In the debate over when school should start in the fall — before or after Labor Day weekend — those who favor the latter now have a powerful ally, Gov.-elect Larry Hogan. Hogan has joined Comptroller Peter Franchot, long a proponent of a later school start, in calling for a post-Labor Day opening.
At present, local school boards have the authority to set their calendars and the school opening day varies around the state. However, in all but one district — Worcester County — that first bell rings prior to summer's final holiday weekend.
This never made sense to us. In some districts it sets up awkward schedules where youngsters return in mid-week prior to the long holiday weekend, attend school for three days, then take three days off, then return on a Tuesday. A post-Labor Day launch would be a more clear-cut beginning.

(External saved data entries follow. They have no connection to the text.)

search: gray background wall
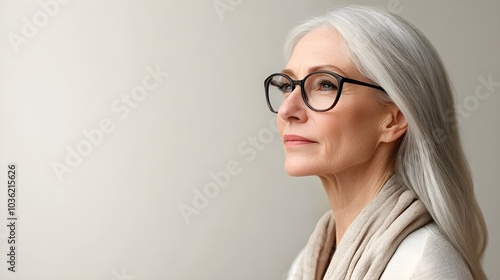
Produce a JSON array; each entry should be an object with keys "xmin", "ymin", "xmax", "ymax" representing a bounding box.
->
[{"xmin": 0, "ymin": 0, "xmax": 498, "ymax": 279}]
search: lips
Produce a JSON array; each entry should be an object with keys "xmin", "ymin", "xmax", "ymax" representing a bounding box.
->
[{"xmin": 283, "ymin": 134, "xmax": 317, "ymax": 147}]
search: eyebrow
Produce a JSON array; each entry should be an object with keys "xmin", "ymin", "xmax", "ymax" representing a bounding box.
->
[{"xmin": 281, "ymin": 64, "xmax": 347, "ymax": 78}]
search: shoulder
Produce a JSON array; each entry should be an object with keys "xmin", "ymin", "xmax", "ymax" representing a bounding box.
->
[{"xmin": 381, "ymin": 223, "xmax": 473, "ymax": 280}]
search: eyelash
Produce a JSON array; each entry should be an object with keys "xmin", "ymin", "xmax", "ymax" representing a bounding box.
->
[{"xmin": 317, "ymin": 79, "xmax": 337, "ymax": 90}]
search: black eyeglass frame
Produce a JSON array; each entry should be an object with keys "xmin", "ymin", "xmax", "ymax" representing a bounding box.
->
[{"xmin": 264, "ymin": 70, "xmax": 384, "ymax": 113}]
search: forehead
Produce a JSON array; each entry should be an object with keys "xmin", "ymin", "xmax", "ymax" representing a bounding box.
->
[{"xmin": 285, "ymin": 26, "xmax": 355, "ymax": 77}]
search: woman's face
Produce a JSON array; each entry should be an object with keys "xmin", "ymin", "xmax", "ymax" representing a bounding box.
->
[{"xmin": 277, "ymin": 27, "xmax": 396, "ymax": 178}]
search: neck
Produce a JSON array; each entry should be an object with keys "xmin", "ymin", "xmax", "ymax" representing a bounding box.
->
[{"xmin": 319, "ymin": 153, "xmax": 395, "ymax": 247}]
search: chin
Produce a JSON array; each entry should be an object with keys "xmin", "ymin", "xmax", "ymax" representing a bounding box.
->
[{"xmin": 284, "ymin": 158, "xmax": 320, "ymax": 177}]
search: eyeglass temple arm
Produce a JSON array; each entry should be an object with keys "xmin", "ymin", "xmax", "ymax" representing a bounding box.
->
[{"xmin": 342, "ymin": 77, "xmax": 384, "ymax": 91}]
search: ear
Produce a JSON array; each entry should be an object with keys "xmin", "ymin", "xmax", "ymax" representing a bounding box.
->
[{"xmin": 379, "ymin": 104, "xmax": 408, "ymax": 144}]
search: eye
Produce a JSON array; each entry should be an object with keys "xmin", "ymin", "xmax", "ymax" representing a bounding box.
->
[
  {"xmin": 317, "ymin": 79, "xmax": 338, "ymax": 91},
  {"xmin": 271, "ymin": 79, "xmax": 293, "ymax": 93}
]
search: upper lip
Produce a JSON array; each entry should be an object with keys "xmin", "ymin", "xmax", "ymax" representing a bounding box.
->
[{"xmin": 283, "ymin": 134, "xmax": 316, "ymax": 143}]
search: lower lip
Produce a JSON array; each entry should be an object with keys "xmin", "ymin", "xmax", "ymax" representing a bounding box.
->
[{"xmin": 284, "ymin": 140, "xmax": 316, "ymax": 147}]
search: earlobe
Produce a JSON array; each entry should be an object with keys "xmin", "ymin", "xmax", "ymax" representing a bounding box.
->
[{"xmin": 381, "ymin": 108, "xmax": 408, "ymax": 143}]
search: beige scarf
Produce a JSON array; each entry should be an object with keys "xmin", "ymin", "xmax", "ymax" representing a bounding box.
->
[{"xmin": 288, "ymin": 175, "xmax": 432, "ymax": 280}]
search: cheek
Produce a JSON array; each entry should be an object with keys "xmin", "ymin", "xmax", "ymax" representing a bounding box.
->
[
  {"xmin": 318, "ymin": 101, "xmax": 385, "ymax": 164},
  {"xmin": 334, "ymin": 95, "xmax": 385, "ymax": 137}
]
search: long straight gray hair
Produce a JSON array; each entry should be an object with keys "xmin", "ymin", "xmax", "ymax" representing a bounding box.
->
[{"xmin": 284, "ymin": 5, "xmax": 487, "ymax": 280}]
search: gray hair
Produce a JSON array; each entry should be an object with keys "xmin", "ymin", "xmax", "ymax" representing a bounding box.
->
[{"xmin": 284, "ymin": 5, "xmax": 487, "ymax": 279}]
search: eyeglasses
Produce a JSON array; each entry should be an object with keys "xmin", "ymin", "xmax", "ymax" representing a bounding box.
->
[{"xmin": 264, "ymin": 71, "xmax": 384, "ymax": 113}]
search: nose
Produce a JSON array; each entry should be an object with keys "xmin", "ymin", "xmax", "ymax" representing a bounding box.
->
[{"xmin": 277, "ymin": 86, "xmax": 307, "ymax": 122}]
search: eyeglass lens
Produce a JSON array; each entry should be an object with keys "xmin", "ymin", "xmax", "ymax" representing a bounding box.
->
[{"xmin": 266, "ymin": 73, "xmax": 340, "ymax": 112}]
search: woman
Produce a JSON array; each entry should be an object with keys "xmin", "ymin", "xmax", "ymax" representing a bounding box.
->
[{"xmin": 264, "ymin": 6, "xmax": 487, "ymax": 280}]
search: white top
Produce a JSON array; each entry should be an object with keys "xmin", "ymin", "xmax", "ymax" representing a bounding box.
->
[
  {"xmin": 380, "ymin": 223, "xmax": 472, "ymax": 279},
  {"xmin": 287, "ymin": 223, "xmax": 472, "ymax": 279}
]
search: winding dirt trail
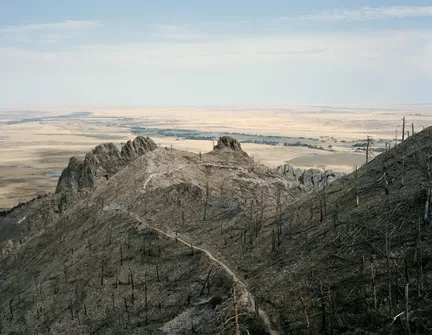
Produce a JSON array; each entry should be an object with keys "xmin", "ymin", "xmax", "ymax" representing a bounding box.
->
[{"xmin": 126, "ymin": 210, "xmax": 280, "ymax": 335}]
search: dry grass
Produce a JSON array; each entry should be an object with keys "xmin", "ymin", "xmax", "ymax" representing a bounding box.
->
[{"xmin": 1, "ymin": 106, "xmax": 430, "ymax": 208}]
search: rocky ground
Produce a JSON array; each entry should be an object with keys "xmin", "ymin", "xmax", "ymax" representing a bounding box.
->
[{"xmin": 1, "ymin": 129, "xmax": 431, "ymax": 334}]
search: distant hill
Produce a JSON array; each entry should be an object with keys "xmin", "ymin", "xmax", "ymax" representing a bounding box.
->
[{"xmin": 1, "ymin": 128, "xmax": 431, "ymax": 334}]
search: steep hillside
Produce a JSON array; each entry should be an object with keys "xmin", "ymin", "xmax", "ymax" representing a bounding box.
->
[{"xmin": 1, "ymin": 129, "xmax": 431, "ymax": 334}]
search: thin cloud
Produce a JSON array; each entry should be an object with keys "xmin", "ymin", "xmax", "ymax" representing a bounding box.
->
[
  {"xmin": 2, "ymin": 30, "xmax": 429, "ymax": 71},
  {"xmin": 41, "ymin": 34, "xmax": 66, "ymax": 44},
  {"xmin": 301, "ymin": 6, "xmax": 432, "ymax": 21},
  {"xmin": 149, "ymin": 24, "xmax": 208, "ymax": 40},
  {"xmin": 0, "ymin": 20, "xmax": 99, "ymax": 33}
]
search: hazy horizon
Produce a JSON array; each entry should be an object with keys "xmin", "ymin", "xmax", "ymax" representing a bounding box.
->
[
  {"xmin": 1, "ymin": 1, "xmax": 431, "ymax": 107},
  {"xmin": 1, "ymin": 103, "xmax": 432, "ymax": 111}
]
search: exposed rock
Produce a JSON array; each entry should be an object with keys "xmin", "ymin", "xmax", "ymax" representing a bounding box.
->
[
  {"xmin": 276, "ymin": 163, "xmax": 345, "ymax": 189},
  {"xmin": 54, "ymin": 136, "xmax": 157, "ymax": 211},
  {"xmin": 213, "ymin": 136, "xmax": 248, "ymax": 156},
  {"xmin": 121, "ymin": 136, "xmax": 158, "ymax": 160}
]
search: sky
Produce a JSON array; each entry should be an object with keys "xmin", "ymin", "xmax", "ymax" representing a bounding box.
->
[{"xmin": 0, "ymin": 0, "xmax": 431, "ymax": 107}]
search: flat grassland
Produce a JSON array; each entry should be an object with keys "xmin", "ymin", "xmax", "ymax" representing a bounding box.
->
[{"xmin": 0, "ymin": 105, "xmax": 430, "ymax": 209}]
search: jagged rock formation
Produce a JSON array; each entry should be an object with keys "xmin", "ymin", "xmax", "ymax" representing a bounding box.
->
[
  {"xmin": 213, "ymin": 136, "xmax": 248, "ymax": 156},
  {"xmin": 276, "ymin": 163, "xmax": 345, "ymax": 189},
  {"xmin": 1, "ymin": 128, "xmax": 432, "ymax": 334},
  {"xmin": 121, "ymin": 136, "xmax": 159, "ymax": 160},
  {"xmin": 55, "ymin": 136, "xmax": 157, "ymax": 211}
]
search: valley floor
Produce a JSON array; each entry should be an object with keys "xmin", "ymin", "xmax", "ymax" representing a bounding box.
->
[{"xmin": 1, "ymin": 105, "xmax": 430, "ymax": 209}]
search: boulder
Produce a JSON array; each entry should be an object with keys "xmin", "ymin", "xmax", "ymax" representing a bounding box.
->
[{"xmin": 213, "ymin": 136, "xmax": 248, "ymax": 156}]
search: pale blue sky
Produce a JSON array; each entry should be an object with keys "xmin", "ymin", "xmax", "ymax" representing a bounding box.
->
[{"xmin": 0, "ymin": 1, "xmax": 431, "ymax": 107}]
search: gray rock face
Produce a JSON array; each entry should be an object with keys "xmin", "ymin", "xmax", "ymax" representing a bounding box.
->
[
  {"xmin": 213, "ymin": 136, "xmax": 248, "ymax": 156},
  {"xmin": 55, "ymin": 136, "xmax": 157, "ymax": 211},
  {"xmin": 276, "ymin": 163, "xmax": 345, "ymax": 189},
  {"xmin": 121, "ymin": 136, "xmax": 158, "ymax": 160}
]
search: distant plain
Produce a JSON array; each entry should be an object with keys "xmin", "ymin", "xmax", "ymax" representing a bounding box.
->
[{"xmin": 0, "ymin": 105, "xmax": 430, "ymax": 209}]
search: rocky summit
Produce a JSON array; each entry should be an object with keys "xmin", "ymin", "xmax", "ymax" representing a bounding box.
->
[
  {"xmin": 213, "ymin": 136, "xmax": 248, "ymax": 156},
  {"xmin": 1, "ymin": 130, "xmax": 432, "ymax": 334},
  {"xmin": 54, "ymin": 136, "xmax": 157, "ymax": 212}
]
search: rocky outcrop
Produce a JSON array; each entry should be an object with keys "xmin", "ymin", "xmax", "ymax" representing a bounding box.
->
[
  {"xmin": 121, "ymin": 136, "xmax": 158, "ymax": 160},
  {"xmin": 55, "ymin": 136, "xmax": 157, "ymax": 211},
  {"xmin": 213, "ymin": 136, "xmax": 248, "ymax": 156},
  {"xmin": 276, "ymin": 163, "xmax": 344, "ymax": 189}
]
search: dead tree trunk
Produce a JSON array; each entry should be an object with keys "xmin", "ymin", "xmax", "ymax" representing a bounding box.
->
[
  {"xmin": 425, "ymin": 156, "xmax": 432, "ymax": 225},
  {"xmin": 402, "ymin": 117, "xmax": 406, "ymax": 142},
  {"xmin": 199, "ymin": 266, "xmax": 213, "ymax": 296},
  {"xmin": 366, "ymin": 136, "xmax": 371, "ymax": 163},
  {"xmin": 144, "ymin": 273, "xmax": 148, "ymax": 311},
  {"xmin": 405, "ymin": 283, "xmax": 410, "ymax": 334},
  {"xmin": 203, "ymin": 181, "xmax": 209, "ymax": 221},
  {"xmin": 320, "ymin": 282, "xmax": 328, "ymax": 334},
  {"xmin": 271, "ymin": 229, "xmax": 276, "ymax": 254},
  {"xmin": 416, "ymin": 217, "xmax": 423, "ymax": 297},
  {"xmin": 69, "ymin": 298, "xmax": 74, "ymax": 320},
  {"xmin": 404, "ymin": 258, "xmax": 410, "ymax": 334},
  {"xmin": 355, "ymin": 166, "xmax": 359, "ymax": 206},
  {"xmin": 9, "ymin": 299, "xmax": 13, "ymax": 319},
  {"xmin": 383, "ymin": 162, "xmax": 392, "ymax": 210},
  {"xmin": 371, "ymin": 255, "xmax": 377, "ymax": 310},
  {"xmin": 100, "ymin": 263, "xmax": 104, "ymax": 287},
  {"xmin": 233, "ymin": 282, "xmax": 240, "ymax": 335},
  {"xmin": 385, "ymin": 230, "xmax": 393, "ymax": 317}
]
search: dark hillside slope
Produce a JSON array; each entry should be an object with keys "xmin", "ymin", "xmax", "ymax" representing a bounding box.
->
[
  {"xmin": 0, "ymin": 196, "xmax": 264, "ymax": 334},
  {"xmin": 93, "ymin": 129, "xmax": 432, "ymax": 334},
  {"xmin": 1, "ymin": 129, "xmax": 431, "ymax": 334},
  {"xmin": 265, "ymin": 126, "xmax": 432, "ymax": 333}
]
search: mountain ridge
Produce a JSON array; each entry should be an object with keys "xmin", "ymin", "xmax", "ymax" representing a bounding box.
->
[{"xmin": 1, "ymin": 128, "xmax": 431, "ymax": 334}]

Furthermore, the pre-Labor Day beginning truncates the summer vacation season by effectively lopping off the last week. This has an economic impact on Maryland. The Bureau of Revenue Estimates estimates that starting school after Labor Day would boost economic activity by $73.4 million and contribute $7.7 million in revenue to the state and localities as Marylanders spent that final week at the beach, the lake, the mountains or even the Maryland State Fair.
School administrators generally want to keep the early start. All 24 superintendents in the state, along with school boards and state Superintendent Lillian Lowery, oppose a later beginning. The early start is a better fit with the testing schedule, they say, and a later start would push the last day of school further into the heat of June.
Franchot has countered that the calendar is flexible because of "soft days" on the schedule. We think he's right.
Hogan has now followed Franchot in signing a petition calling for Maryland schools to open their doors on the Tuesday after Labor Day. That petition has more than 13,000 names. Meanwhile, state Sen. James Mathias Jr., Democrat and former mayor of Ocean City, said he will draft legislation requiring the later start.
While we generally support local autonomy for school boards, we think they should be overruled on this issue. We see a lot of upside for Marylanders with kids in school and for a boost to the state's economy, and little in the way of downside for school administrators who would have to adjust their calendars.